Just because data is sort-of public, doesn't mean that it's ethical to collect en masse.
A student and a co-researcher have publicly released a dataset on nearly 70,000 users of the dating site OkCupid, including their sexual turn-ons, orientation, usernames and more. And critics say it may be possible to work out users' real identities from the published data.
The situation is raising questions about what type of data researchers should be allowed to collect en masse, repackage and perhaps distribute.
Information posted to OkCupid is semi-public: you can discover some profiles with a Google search if you type in a person's username, and see some of the information they've provided, but not all of it. In order to do that, you need to log into the site. Such semi-public information uploaded to sites like OkCupid and Facebook can still be sensitive when taken out of context—especially if it can be used to identify individuals.
"OkCupid is an attractive site to gather data from," Emil O. W. Kirkegaard, who identifies himself as a masters student from Aarhus University, Denmark, and Julius D. Bjerrekær, who says he is from the University of Aalborg, also in Denmark, note in their paper "The OKCupid dataset: A very large public dataset of dating site users."
The data was collected between November 2014 to March 2015 using a scraper—an automated tool that saves certain parts of a webpage—from random profiles that had answered a high number of OkCupid's multiple-choice questions. These include things like whether they ever do drugs, whether they'd like to be tied up during sex, or what's their favourite out of a series of romantic situations.
"OkCupid is an attractive site to gather data from."
The actual information about users collected included their username, age, gender, location, religious and astrology opinions, their number of photos, and more. The pair also collected the users' answers to the 2,600 most popular questions on the site. For the paper, Kirkegaard and Bjerrekær explored things such as whether it was possible to work out users' general cognitive ability from their answers.
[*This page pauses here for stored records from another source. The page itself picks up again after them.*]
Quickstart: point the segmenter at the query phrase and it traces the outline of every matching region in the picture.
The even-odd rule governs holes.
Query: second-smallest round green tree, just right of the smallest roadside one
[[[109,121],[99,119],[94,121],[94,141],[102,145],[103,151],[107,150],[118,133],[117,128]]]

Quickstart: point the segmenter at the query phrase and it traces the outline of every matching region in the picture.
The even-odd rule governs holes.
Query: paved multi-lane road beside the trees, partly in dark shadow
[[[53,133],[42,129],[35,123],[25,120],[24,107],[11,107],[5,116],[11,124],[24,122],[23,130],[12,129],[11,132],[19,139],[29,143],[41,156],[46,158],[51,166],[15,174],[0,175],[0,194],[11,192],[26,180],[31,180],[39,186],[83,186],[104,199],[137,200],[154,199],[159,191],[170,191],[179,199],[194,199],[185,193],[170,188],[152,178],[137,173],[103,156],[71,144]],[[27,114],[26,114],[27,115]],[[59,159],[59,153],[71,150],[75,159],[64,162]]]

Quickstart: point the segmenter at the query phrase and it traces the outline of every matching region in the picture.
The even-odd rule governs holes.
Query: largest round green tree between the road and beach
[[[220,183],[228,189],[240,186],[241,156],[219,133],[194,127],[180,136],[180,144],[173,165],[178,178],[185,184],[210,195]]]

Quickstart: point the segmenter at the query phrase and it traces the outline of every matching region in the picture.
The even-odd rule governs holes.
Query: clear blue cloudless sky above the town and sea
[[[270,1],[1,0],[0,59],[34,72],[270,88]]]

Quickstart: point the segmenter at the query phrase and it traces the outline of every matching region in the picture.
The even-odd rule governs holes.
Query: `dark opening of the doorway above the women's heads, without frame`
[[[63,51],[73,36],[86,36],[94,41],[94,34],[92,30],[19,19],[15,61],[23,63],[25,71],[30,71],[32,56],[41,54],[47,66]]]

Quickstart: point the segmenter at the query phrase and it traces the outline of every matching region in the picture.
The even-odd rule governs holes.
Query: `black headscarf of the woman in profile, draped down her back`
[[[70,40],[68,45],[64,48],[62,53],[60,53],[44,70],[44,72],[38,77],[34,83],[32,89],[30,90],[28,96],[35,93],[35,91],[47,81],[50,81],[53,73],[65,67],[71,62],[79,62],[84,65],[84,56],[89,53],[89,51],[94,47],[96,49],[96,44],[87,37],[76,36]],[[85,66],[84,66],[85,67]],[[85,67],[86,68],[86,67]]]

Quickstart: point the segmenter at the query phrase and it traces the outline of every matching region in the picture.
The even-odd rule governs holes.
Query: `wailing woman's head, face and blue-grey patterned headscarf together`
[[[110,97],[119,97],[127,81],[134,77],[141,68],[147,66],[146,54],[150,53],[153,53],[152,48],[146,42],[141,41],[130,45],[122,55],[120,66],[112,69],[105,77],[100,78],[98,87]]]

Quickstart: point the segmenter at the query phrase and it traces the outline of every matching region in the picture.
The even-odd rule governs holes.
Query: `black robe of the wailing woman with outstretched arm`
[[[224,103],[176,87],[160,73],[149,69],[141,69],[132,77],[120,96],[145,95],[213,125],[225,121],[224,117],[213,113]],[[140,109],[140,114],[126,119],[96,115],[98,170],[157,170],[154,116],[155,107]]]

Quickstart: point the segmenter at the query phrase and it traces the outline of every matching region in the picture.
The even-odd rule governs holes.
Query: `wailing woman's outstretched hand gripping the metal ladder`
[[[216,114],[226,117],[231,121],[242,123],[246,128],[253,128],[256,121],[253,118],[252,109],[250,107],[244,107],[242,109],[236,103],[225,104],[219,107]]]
A third researcher, Oliver Nordbjerg, is also listed as a contributor on the site Open Science Framework.
This was all information available to users of OkCupid once they were signed in. Arguably, the data was public, as it didn't contain direct messages, or anything of that sort.
"It is our hope that other researchers will use the dataset for their own purposes," the paper reads.
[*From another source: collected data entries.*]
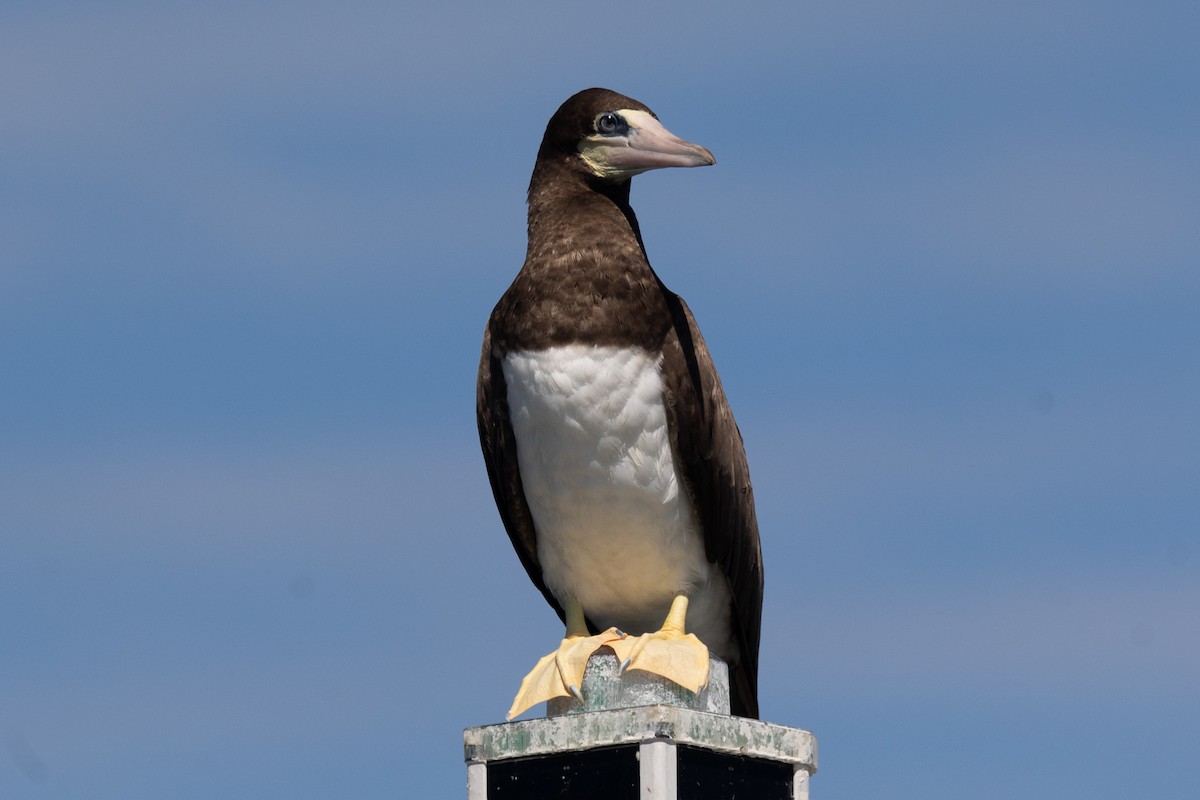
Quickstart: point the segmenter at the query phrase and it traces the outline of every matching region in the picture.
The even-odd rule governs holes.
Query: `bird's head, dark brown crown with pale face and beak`
[[[556,156],[613,184],[662,167],[716,163],[707,149],[662,127],[643,103],[607,89],[584,89],[550,118],[538,157]]]

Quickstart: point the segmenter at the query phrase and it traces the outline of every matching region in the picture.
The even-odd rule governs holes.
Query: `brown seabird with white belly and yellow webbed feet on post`
[[[484,332],[476,421],[512,546],[566,625],[508,718],[582,698],[590,655],[700,691],[709,651],[730,710],[758,717],[762,551],[742,433],[688,305],[650,266],[630,182],[713,166],[608,89],[546,125],[524,264]]]

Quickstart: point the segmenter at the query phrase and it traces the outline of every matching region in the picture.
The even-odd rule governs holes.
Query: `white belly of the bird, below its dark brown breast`
[[[654,631],[689,597],[688,628],[722,657],[730,590],[671,453],[661,356],[570,345],[510,353],[509,410],[538,559],[559,601],[593,622]]]

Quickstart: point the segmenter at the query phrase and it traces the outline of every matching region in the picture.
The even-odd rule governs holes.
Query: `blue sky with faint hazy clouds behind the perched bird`
[[[559,637],[479,337],[546,119],[746,440],[814,796],[1192,798],[1193,2],[8,2],[0,796],[461,798]]]

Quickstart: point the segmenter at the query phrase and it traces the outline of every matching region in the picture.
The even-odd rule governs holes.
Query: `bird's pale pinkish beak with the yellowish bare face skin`
[[[662,167],[710,167],[706,148],[685,142],[662,127],[652,114],[623,109],[629,124],[624,136],[590,136],[580,142],[580,155],[601,178],[623,180]]]

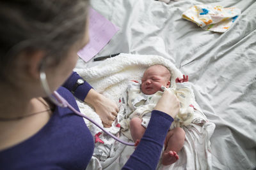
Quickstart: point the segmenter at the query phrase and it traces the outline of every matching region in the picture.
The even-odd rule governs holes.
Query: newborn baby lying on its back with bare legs
[[[131,118],[130,131],[132,139],[135,142],[138,143],[138,141],[140,141],[147,128],[151,111],[154,110],[154,106],[156,106],[157,101],[163,94],[161,87],[170,87],[170,78],[170,71],[166,67],[157,64],[148,67],[144,72],[143,78],[141,79],[141,88],[138,81],[132,81],[128,85],[129,106],[132,107],[134,111],[137,110],[137,113],[140,112],[138,110],[144,110],[138,117]],[[188,81],[188,76],[179,81],[180,83]],[[184,139],[185,132],[182,128],[175,127],[168,131],[164,141],[164,152],[162,155],[162,163],[164,166],[173,164],[179,159],[177,153],[183,147]]]

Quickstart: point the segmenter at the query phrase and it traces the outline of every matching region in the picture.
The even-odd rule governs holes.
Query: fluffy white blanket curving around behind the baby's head
[[[182,73],[170,60],[156,55],[132,55],[127,53],[120,53],[120,55],[107,59],[97,66],[88,69],[74,69],[74,71],[90,83],[97,92],[117,103],[120,95],[127,89],[128,81],[140,80],[145,69],[154,64],[161,64],[170,70],[172,74],[171,87],[175,87],[175,78],[182,78]],[[101,124],[99,116],[95,114],[90,106],[78,100],[77,103],[83,113]],[[97,128],[93,129],[93,124],[88,120],[85,120],[85,122],[92,131],[99,131]]]

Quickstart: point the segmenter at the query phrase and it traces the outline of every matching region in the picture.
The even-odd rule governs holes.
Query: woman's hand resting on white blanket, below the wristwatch
[[[84,102],[93,106],[104,127],[111,127],[119,111],[118,106],[113,101],[91,89],[85,97]]]

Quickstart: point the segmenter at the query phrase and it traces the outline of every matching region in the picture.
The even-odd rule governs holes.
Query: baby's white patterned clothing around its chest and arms
[[[191,124],[193,121],[195,106],[195,96],[189,83],[177,83],[177,88],[169,88],[177,96],[180,101],[180,111],[174,118],[174,122],[170,129],[173,127],[182,127]],[[152,95],[145,95],[141,92],[140,83],[138,81],[130,81],[127,88],[128,105],[131,112],[124,118],[120,125],[122,132],[127,138],[131,138],[131,132],[129,131],[129,123],[133,117],[140,117],[143,121],[141,125],[147,127],[150,118],[147,118],[148,113],[154,110],[157,102],[163,95],[163,92],[158,91]],[[168,103],[168,101],[166,101]],[[127,110],[127,109],[126,109]],[[144,118],[146,117],[146,118]],[[145,121],[145,122],[144,122]]]

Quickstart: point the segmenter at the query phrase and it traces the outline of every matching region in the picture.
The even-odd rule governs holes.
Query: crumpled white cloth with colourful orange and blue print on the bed
[[[204,30],[225,32],[241,14],[237,8],[195,5],[182,14],[182,18],[194,22]]]

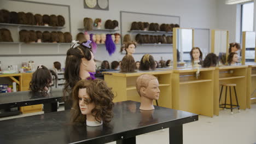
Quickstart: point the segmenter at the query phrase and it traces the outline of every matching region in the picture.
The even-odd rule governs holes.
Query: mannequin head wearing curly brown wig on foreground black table
[[[107,87],[101,79],[80,80],[73,89],[73,117],[72,122],[109,123],[113,117],[112,88]]]

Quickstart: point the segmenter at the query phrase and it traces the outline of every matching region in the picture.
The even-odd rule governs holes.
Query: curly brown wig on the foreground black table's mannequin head
[[[72,122],[85,122],[86,116],[82,115],[79,107],[79,89],[86,88],[86,93],[89,95],[90,100],[86,101],[88,104],[94,103],[95,108],[91,110],[92,116],[95,117],[97,122],[109,123],[113,118],[113,99],[114,94],[101,79],[95,80],[80,80],[75,85],[73,90],[73,108]],[[99,90],[100,89],[100,90]],[[86,103],[85,102],[85,103]]]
But plenty of academics are unhappy with the publication of this data.
Scott B. Weingart, Digital Humanities Specialist at Carnegie Mellon University (CMU), claimed in a tweet that he could with 90 percent accuracy connect sexual preferences and histories to real names of over 10,000 of the OkCupid users.
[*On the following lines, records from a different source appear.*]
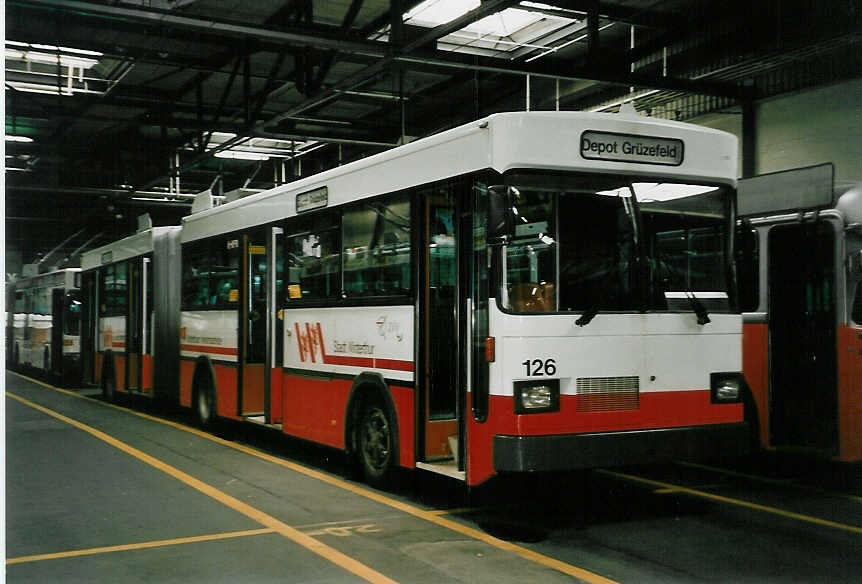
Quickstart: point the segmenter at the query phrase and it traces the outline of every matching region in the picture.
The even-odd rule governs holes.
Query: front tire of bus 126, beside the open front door
[[[395,437],[386,408],[377,401],[366,403],[359,415],[356,455],[365,482],[383,487],[395,468]]]

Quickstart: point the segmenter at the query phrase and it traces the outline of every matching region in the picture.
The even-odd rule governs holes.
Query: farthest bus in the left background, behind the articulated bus
[[[80,380],[81,275],[65,268],[7,282],[6,359],[12,369]]]

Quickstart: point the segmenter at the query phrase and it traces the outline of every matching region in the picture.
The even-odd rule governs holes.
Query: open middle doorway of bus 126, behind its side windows
[[[243,236],[243,274],[240,310],[239,415],[256,422],[265,421],[266,337],[267,337],[267,234],[256,229]]]

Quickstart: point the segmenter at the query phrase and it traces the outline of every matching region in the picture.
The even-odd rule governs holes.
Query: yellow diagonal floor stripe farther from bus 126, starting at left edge
[[[47,414],[49,416],[52,416],[58,420],[66,422],[70,426],[74,426],[75,428],[78,428],[79,430],[83,430],[84,432],[87,432],[91,436],[94,436],[94,437],[98,438],[99,440],[102,440],[103,442],[107,442],[108,444],[110,444],[114,448],[122,450],[123,452],[125,452],[126,454],[129,454],[131,456],[134,456],[138,460],[145,462],[145,463],[149,464],[150,466],[157,468],[158,470],[164,472],[165,474],[168,474],[168,475],[174,477],[175,479],[185,483],[186,485],[192,487],[193,489],[200,491],[204,495],[207,495],[207,496],[215,499],[216,501],[222,503],[223,505],[230,507],[231,509],[233,509],[235,511],[238,511],[239,513],[242,513],[246,517],[249,517],[249,518],[257,521],[261,525],[265,525],[266,527],[269,527],[270,529],[272,529],[276,533],[283,535],[284,537],[291,540],[292,542],[301,545],[302,547],[308,549],[309,551],[314,552],[315,554],[321,556],[322,558],[332,562],[333,564],[335,564],[337,566],[340,566],[341,568],[344,568],[348,572],[351,572],[351,573],[359,576],[360,578],[363,578],[364,580],[366,580],[368,582],[373,582],[375,584],[377,584],[377,583],[392,583],[392,584],[394,584],[394,582],[395,582],[394,580],[387,578],[386,576],[384,576],[380,572],[377,572],[376,570],[369,568],[365,564],[351,558],[350,556],[341,553],[340,551],[336,550],[335,548],[332,548],[332,547],[330,547],[330,546],[328,546],[328,545],[326,545],[320,541],[317,541],[313,537],[309,537],[309,536],[305,535],[301,531],[294,529],[293,527],[290,527],[289,525],[279,521],[275,517],[272,517],[271,515],[267,515],[263,511],[260,511],[259,509],[255,509],[251,505],[243,503],[239,499],[235,499],[234,497],[231,497],[230,495],[223,493],[222,491],[216,489],[215,487],[212,487],[212,486],[206,484],[205,482],[196,479],[195,477],[191,476],[190,474],[187,474],[187,473],[179,470],[178,468],[175,468],[175,467],[173,467],[173,466],[171,466],[165,462],[162,462],[161,460],[159,460],[153,456],[150,456],[149,454],[142,452],[141,450],[138,450],[137,448],[129,446],[128,444],[121,442],[120,440],[117,440],[116,438],[114,438],[113,436],[110,436],[109,434],[105,434],[104,432],[97,430],[96,428],[93,428],[92,426],[88,426],[88,425],[83,424],[77,420],[73,420],[72,418],[64,416],[63,414],[60,414],[60,413],[55,412],[53,410],[50,410],[46,407],[40,406],[37,403],[31,402],[30,400],[24,399],[23,397],[20,397],[18,395],[15,395],[13,393],[8,392],[8,391],[6,392],[6,395],[19,401],[19,402],[21,402],[21,403],[23,403],[23,404],[25,404],[25,405],[30,406],[31,408],[33,408],[35,410],[38,410],[38,411],[40,411],[44,414]]]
"The data may be 'public' (though it must require login and agreement to a [terms of service]) but that does not absolve anyone from an ethical responsibility." Rasmus Munksgaard, a researcher who has previously conducted his own scrapes of dark web marketplaces told Motherboard in a Twitter message.
"The data can be used for deanonymization of individuals and very sensitive information, and they can't opt out either," he continued.
The thing is, what Kirkegaard and his co-researcher did was not illegal, and, more generally, research ethics review boards haven't really caught up with the public-scraping of web data either.
"Anything as large and old as the university system will be slow-moving and difficult to change course, usually by design," Weingart from CMU told Motherboard in an email. "We don't want to rush into anything, we want to understand the outlines and ethics first. This is a case of the world moving much faster than the university system, and we're scrambling to catch up."
OkCupid said the pairs' actions violated the company's terms of service.
Other people working with data from public sources have taken steps to address privacy concerns. In a 2008 paper dealing with information gleaned from Facebook, the authors removed subjects' names and identification numbers, as well as making other researchers agree to a set of terms and conditions for future uses.
"The data can be used for deanonymization of individuals and very sensitive information, and they can't opt out either."
This OkCupid data, meanwhile, seemingly hasn't had any sort of anonymisation applied to it.
Kirkegaard, one of the authors of the paper, told Motherboard in an email "Preferably I would like to wait until the heat has declined a bit before doing any interviews. Not to fan the flames on the social justice warriors." Since the publication of the paper earlier this week, he has uploaded a password protected version of the data. But it is still possible to access the open version, by clicking through the various revisions of the data listed on the publishing site, Motherboard found.
Update: This story has been updated to reflect comment from OkCupid.